JB: This has been an incredibly tough year in so many ways. Yet there have been some unexpected connections, insights and new ways of being in the world that have sprung from this new reality of ours. Is there anything you’ve learned this year? Any insight, hope, experience, etc., you’d like to share with us?
FC: It’s hard sometimes to answer what you’ve learned in a year when you’re in a state of constant learning. It’s pretty hard to at times pinpoint the moment where you’re like “ahhh new lesson.” You just kinda look back at things, and that’s when you’re like ohhh. So, as we are still powering through, I’m learning more about my community and our needs. I wish I knew how to be more specific, but I am just doing a lot of listening and learning what parts of myself, my time, my efforts (monetary, emotionally, and physically) I can give to bettering the spaces the people I say I love occupy. So that means having these very intimate conversations on a micro level about triumphs and struggles. It also means reading and researching about policy and socio-economic factors and conditions that serve as context on a macro level for what we are all going through. I’m learning to listen better.
JB: Oh, thank you for this. Learning to listen better is so central to change. Anything else you’d like to add?
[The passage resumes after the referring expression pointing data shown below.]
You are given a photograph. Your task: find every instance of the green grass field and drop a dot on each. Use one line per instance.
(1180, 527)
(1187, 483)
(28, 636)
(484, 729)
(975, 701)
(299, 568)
FC: Last thing I’ll say is that I am thankful. I have an immense amount of gratitude for this moment and all those who have led me here (dead and alive). Thank you.
Fatima Camara is a writer and spoken word artist from Minneapolis, MN. She is a TruArtSpeaks Be Heard alumna who has performed all over the Twin Cities metro area. Her passion for writing comes from her desire to highlight the stories of young first-generation Black people. She has also spent three years working as the programs associate for TruArtSpeaks—an arts based nonprofit organization that cultivates literacy, leadership, and social justice through the study and application of spoken word and hip-hop culture. Currently, Camara is a student at Metropolitan State University studying organizational communications with a minor in community development and organizing.
Jamaica Baldwin grew up in Santa Cruz, CA. She earned her B.A. in Afro-American Studies from Smith College and her M.F.A. in poetry from Pacific University. Her work has appeared, or is forthcoming, in Third Coast, Prairie Schooner, Hayden’s Ferry, Rattle, The Missouri Review, and TriQuarterly, among others. She was the winner of the 2019 San Miguel de Allende Writers Conference Contest in Poetry and received an honorable mention for the 2019 International Literary Award’s Rita Dove Prize. Her writing has been supported by Hedgebrook and the Jack Straw Writers program. Jamaica lives in Lincoln where she is pursuing her Ph.D. in Creative Writing (poetry) at the University of Nebraska–Lincoln.